Для чего людям боль дадена? Ученые говорят, что боль сообщает о болезнях в организме. Однако вопрос: зачем сообщать старику, если уже не вылечить и не спасти? Чего сообщать, скажем, о раке, если он не поддается? А смысл есть. Представим, что человек умирает без боли. Да разве он поверит смерти, разве смирится? Ничего не болит, солнышко светит, телевизор поет — а тут помирать. Да этот человек с ума сойдет он тоски и несправедливости. Поэтому дадены нам предсмертные муки во благо же, чтобы не обидно было расставаться с жизнью.
Чем хороша внезапная смерть? Так и не узнаешь, что ты умер.
Боже, сижу весь день и плачу…
С родными стенами я попрощался, а больше у меня никого и нет. Если существует потусторонняя жизнь, то с тобой, Поленька, увижусь, а если ее нет, то прощай, дорогая: не приду уж на твою могилку. Прощай и ты, милый человек, который читает мои шаткие буквы. Прости за самодурный поступок. И будь счастлив, наслаждаясь каждой минутой, какой бы она ни была.
Анищин Иван Никандрович.
Пурпур Ольхина
Я всегда полагал, что интуиция мерцает где — то рядом с интеллектом. И вдруг засомневался. Почему? Да потому что давно заметил, что, например, животные, дураки, писатели и женщины живут главным образом интуицией.

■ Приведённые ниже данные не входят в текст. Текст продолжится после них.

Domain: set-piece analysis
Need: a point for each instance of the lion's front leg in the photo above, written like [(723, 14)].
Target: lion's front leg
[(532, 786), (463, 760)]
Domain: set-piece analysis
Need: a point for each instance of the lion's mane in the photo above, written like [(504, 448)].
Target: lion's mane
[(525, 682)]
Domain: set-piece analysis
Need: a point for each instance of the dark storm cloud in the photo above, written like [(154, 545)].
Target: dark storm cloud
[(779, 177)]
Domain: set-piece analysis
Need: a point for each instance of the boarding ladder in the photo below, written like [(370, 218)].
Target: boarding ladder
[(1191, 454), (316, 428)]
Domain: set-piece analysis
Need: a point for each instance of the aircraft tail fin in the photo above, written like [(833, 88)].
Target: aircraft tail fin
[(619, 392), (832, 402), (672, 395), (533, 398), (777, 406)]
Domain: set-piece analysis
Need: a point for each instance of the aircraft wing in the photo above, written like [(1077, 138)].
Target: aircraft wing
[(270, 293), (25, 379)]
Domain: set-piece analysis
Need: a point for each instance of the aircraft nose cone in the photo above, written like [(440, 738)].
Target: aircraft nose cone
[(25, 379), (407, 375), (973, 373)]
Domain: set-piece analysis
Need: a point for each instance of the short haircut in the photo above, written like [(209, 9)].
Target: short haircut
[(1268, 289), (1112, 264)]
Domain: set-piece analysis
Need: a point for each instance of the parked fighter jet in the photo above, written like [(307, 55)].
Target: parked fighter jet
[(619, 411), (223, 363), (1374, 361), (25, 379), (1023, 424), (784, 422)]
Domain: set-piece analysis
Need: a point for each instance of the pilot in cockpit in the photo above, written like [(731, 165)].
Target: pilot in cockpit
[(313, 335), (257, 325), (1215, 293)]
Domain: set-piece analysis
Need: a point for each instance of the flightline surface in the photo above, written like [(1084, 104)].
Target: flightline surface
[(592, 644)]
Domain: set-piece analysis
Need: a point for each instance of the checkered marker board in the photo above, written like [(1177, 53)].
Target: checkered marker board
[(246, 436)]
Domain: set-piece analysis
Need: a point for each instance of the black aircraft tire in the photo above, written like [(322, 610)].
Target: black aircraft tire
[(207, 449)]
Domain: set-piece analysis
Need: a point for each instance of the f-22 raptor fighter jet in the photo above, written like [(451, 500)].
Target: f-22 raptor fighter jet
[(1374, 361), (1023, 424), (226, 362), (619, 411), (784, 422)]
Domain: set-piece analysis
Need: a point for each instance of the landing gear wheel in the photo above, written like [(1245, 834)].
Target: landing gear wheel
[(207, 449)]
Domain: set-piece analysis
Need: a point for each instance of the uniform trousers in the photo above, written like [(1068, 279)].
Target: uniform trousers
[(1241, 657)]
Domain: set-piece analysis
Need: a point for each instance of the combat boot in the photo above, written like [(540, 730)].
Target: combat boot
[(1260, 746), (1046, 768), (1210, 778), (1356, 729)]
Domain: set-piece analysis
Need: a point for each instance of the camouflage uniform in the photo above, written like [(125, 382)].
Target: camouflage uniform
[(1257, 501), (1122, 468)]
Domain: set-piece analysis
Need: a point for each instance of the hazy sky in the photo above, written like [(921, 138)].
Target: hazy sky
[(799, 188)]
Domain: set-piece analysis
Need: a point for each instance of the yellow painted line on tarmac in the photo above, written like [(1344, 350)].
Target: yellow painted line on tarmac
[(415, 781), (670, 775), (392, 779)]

Животные совершают поступки, значит, принимают какие — то интеллектуальные решения. Хорошо, инстинктивные; но для выбора из ряда инстинктивных решений одного верного тоже требуется какое — то сознательное усилие. А как объяснить, что животные определяют в человеке доброту? Потому что живут они не только инстинктами, но и интуицией.